Allison Fitzpatrick, a Davis+Gilbert lawyer who specializes in online marketing, concurred. “My clients are more inclined to treat all teens as under 18 and not distinguish between 13, 14 [and] 15,” she said. “It's just too much of an effort -- too many resources go into it -- and it's just not worth the risk right now, particularly with all these laws. So they treat … all teens under 18 the same.”

Nur-ul-Haq, kids’ privacy and online safety officer for Paramount, also agreed. “How much value is there in being able to target these particular audiences, versus what the risk is? And if you're looking at some of the fines that the FTC has imposed for getting it wrong, they're pretty significant.” Balancing one’s “risk tolerance, taking a position where you're not going to collect or target under-18 audiences just makes a whole lot of sense.”

Besides, “having to build out all these tools and functionalities in your products to be able to address some of these concerns that are raised by the regulators and these requirements under the laws” is “a lot of work and a lot of labor,” said Haq. “Unless your business is really focused on that target audience in particular, it doesn't necessarily add a lot of value to your product for over-18s, where those … functionalities may not necessarily be necessary or even wanted.”

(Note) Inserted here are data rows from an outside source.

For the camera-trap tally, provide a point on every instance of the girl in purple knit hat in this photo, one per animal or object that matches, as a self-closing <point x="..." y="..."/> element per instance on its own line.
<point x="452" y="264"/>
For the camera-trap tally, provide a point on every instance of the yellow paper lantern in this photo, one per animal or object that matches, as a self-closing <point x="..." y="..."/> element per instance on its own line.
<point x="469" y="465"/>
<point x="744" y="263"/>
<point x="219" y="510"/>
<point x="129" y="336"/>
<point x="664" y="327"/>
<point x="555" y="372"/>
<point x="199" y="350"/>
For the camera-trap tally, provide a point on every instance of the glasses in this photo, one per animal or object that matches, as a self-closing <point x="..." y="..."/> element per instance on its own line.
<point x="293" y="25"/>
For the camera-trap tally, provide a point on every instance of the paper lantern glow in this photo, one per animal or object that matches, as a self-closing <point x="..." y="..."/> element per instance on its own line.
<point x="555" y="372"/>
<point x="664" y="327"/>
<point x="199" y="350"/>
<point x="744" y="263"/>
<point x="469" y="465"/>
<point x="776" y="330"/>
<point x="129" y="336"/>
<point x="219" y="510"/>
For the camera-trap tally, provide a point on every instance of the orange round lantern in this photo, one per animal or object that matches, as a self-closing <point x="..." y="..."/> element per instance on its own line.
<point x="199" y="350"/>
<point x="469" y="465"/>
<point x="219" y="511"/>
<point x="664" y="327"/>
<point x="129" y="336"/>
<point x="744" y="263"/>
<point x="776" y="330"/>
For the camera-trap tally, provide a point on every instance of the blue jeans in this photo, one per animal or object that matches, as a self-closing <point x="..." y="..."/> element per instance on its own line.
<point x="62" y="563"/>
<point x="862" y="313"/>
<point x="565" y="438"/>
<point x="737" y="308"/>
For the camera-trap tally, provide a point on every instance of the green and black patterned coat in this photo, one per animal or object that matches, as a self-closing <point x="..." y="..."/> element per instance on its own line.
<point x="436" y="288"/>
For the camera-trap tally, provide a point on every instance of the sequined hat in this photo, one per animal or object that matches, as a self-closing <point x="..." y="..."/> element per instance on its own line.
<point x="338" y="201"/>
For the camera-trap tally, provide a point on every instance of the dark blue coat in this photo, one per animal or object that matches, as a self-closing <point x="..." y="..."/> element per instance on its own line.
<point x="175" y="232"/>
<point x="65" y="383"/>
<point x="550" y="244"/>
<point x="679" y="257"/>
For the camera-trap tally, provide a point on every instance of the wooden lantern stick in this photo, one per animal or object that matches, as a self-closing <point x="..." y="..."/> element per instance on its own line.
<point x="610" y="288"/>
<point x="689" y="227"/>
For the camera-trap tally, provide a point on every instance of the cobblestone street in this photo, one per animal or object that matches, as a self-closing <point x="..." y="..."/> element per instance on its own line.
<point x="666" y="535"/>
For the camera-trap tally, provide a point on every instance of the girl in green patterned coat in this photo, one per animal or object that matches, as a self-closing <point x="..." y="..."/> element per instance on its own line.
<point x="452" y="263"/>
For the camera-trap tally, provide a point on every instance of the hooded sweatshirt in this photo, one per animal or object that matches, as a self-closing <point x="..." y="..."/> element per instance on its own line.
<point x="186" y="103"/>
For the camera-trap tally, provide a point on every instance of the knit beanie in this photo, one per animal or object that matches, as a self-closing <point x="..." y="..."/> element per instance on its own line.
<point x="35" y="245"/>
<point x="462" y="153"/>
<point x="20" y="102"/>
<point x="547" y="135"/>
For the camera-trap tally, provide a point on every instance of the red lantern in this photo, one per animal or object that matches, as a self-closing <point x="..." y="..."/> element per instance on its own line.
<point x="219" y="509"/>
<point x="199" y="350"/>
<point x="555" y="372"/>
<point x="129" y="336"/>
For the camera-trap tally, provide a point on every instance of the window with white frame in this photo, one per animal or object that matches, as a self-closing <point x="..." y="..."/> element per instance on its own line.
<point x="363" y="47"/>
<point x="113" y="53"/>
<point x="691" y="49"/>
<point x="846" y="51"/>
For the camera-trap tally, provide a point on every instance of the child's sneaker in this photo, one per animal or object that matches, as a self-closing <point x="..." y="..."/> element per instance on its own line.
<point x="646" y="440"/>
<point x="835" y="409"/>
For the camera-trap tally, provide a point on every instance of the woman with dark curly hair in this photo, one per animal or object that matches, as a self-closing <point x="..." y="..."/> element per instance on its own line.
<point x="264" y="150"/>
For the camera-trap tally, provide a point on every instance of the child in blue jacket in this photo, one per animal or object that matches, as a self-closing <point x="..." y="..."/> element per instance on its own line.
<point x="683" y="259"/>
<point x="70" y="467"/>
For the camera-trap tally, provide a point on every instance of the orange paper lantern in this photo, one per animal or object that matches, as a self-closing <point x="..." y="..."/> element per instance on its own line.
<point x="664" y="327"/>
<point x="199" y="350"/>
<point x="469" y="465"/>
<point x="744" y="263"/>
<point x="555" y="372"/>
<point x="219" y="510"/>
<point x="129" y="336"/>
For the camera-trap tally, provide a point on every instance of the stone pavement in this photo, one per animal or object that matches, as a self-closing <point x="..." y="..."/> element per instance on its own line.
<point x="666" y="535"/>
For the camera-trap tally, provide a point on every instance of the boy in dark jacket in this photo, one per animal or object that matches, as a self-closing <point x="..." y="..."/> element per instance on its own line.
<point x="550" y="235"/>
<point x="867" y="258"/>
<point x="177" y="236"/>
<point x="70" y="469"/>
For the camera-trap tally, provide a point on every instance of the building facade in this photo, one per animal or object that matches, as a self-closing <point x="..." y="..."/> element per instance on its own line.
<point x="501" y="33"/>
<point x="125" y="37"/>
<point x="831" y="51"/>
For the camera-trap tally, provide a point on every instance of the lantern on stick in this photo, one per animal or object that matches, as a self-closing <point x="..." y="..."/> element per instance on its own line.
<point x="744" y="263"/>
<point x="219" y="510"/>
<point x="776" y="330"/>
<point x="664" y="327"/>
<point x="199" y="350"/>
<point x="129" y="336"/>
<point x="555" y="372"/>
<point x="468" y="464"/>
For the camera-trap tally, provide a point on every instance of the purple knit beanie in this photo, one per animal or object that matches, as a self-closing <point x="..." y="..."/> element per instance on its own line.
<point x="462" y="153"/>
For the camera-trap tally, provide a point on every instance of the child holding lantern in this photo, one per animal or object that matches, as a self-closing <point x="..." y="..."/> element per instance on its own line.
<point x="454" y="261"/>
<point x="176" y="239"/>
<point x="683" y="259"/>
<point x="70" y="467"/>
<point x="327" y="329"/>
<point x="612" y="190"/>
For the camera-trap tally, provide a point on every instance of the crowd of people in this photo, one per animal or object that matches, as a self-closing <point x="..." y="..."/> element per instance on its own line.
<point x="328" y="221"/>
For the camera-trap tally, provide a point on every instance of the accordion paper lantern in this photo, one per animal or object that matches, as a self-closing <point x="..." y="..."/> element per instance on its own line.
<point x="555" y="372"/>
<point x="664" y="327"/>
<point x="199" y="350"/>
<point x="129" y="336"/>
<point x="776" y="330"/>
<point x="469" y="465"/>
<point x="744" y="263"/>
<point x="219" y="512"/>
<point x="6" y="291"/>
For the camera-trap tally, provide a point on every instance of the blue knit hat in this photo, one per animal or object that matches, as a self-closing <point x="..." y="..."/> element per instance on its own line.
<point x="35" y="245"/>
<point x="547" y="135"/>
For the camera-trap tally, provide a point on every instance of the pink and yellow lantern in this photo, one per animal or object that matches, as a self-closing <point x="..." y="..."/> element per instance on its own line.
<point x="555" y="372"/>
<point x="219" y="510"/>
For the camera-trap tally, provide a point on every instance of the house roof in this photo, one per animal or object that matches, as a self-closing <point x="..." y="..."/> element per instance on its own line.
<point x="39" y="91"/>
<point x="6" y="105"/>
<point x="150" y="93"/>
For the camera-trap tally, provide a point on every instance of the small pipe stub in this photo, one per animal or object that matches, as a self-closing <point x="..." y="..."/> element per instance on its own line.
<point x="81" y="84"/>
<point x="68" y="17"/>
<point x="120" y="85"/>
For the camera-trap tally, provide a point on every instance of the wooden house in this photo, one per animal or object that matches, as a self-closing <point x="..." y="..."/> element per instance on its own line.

“Aim for the strictest,” agreed TransUnion Assistant General Counsel Pat Thompson. “Keep it simple, because [companies] all have so many other regulatory things they're trying to satisfy.”

Meanwhile, it seems increasingly unlikely that one U.S. law will replace the current patchwork of state laws, said Kibel. “We all sit here and hope and pray for a national privacy law to solve all of our problems,” but the rising issue of children's online safety could make passing one even harder.

The “two big stumbling blocks” for Congress passing a consumer privacy law used to be deciding whether it should preempt state privacy laws and if it should contain a private right of action, said Kibel. “I think this issue -- minors -- now creates a third stumbling block, because if there was going to be a proposed federal law [that] treats minors as anyone under 16, the states that go to 18 are going to be very upset about it.”